Friday, 9 January 2015

Gull Force

9th January
A Rock Pipit; just because this little fella has been faithful to our garden all winter (with only House Sparrows, Starlings, Rock Doves, a Robin and the occasional Blackbird for company), so I thought he (or possibly she) should get headline billing in a blog post.
The gull nests on Greenholm will have been nicely cleaned off for the start of the next breeding season, with some high seas in recent days.
With the Shipping Forecast for sea area Fair Isle warning of a Force 12 westerly last night (in the end, it was very windy, but the worst of the conditions passed to the south of us), we knew we were in for a blowy time, and hopefully the sort of conditions that would see large numbers of gulls sheltering around the island.
Gull flock on Ditfield, how many white-wingers can you find?
In the end, numbers weren't actually that impressive this afternoon, probably only around 300 or so gulls were present, but amongst them were an impressive 9 (nine) Glaucous Gulls, with 5 in a loafing flock at Ditfield, another flying around in the bay there and 3 together in South Harbour (alongside an Iceland Gull) amongst a group of gulls feeding around the tideline. That's the highest Glaucous Gull count on Fair Isle since 1996 (although somewhat short of the record count of 300 on 24th November 1969!). Interestingly (well, sort of) 1996 was also the year I saw two Harlequins at Girvan (the first of three mentions of that species in this blog post...).
Iceland Gull riding the waves in South Harbour (and doing so a lot more successfully than the Great Black-back to its left!).
The 3 Tundra Bean Geese reappeared for the first time since 1st January and other typical winter fodder included Merlin, Snow Bunting and Peregrine (the latter being the first of the year).

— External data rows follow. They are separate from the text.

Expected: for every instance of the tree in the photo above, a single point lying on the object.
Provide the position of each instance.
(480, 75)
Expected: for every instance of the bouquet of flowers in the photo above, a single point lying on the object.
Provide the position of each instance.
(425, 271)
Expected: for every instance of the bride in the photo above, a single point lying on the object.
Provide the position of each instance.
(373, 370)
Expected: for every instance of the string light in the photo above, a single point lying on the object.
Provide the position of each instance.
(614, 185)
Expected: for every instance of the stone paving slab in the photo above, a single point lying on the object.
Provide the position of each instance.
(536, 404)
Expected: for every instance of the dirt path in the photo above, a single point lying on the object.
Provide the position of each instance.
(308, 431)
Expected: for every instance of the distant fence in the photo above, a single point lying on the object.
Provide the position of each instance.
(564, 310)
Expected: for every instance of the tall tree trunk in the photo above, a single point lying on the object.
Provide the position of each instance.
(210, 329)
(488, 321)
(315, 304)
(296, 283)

Peek-a-boo. The three Tundra Bean Geese that have presumably been lurking in a ditch or back of a field somewhere for the last week or so. 
Merlin at Upper Stoneybrek shortly before it went off chasing a Snow Bunting.

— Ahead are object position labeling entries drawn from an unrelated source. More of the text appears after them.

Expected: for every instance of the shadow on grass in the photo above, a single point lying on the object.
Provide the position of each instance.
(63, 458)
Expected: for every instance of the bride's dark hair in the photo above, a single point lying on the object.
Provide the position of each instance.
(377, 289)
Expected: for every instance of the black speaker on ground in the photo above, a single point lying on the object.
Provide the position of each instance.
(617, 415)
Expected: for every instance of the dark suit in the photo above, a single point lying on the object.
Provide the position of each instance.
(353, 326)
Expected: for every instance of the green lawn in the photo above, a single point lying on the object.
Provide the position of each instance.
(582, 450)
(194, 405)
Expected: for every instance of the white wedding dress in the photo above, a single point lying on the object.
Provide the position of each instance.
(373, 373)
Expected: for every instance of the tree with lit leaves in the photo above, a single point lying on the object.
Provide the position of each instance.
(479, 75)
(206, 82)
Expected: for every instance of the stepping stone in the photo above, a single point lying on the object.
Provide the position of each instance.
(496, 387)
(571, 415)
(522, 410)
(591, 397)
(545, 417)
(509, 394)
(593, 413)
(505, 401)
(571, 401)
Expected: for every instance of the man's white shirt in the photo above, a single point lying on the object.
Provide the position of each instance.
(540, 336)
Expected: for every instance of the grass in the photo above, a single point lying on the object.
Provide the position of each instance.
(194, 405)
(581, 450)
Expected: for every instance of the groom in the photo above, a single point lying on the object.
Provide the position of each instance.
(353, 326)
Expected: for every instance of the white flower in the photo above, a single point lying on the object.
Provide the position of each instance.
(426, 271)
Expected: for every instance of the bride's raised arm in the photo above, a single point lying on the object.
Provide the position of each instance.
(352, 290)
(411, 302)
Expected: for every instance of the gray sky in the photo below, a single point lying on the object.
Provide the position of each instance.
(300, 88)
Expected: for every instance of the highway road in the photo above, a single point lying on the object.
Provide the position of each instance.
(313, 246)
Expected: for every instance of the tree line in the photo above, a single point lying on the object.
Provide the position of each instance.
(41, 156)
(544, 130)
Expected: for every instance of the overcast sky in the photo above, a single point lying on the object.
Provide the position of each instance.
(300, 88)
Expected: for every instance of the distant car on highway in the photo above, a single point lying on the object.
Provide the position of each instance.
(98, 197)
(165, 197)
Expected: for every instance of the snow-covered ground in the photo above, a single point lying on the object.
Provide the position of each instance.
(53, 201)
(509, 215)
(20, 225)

Field views of the first Peregrine of the year.
So, we've survived the first big blow (thanks to everyone who got in touch to check we were ok), and the forecast tonight is 'only' a violent storm 11. We've got some strong westerly winds forecast for the next wee while, but hopefully enough of a calming in the weather mid-week to let me get down to a meeting in Aberdeen (just ten minutes or so walk from the Harlequin that turned up a few days ago...). Perhaps there could be more white-wingers turning up soon, I'm not sure that westerly gales in January will bring much else, but who knows, after all 11th January is the 50th anniversary of a pair of Harlequin (I'm working on the Beetlejuice theory that because I've mentioned it three times, a Harlequin should turn up here now) and the 45th anniversary of Great Bustard on Fair Isle...
Not really relevant to this blog post, but here's a picture of a Woodcock in the Obs garden in December. Very small numbers of this species probably winter on the isle.
The light and sea at this time of the year provide a constantly changing display that is just one of the reasons that Fair Isle is a special place to live in the winter (picture: S.Parnaby).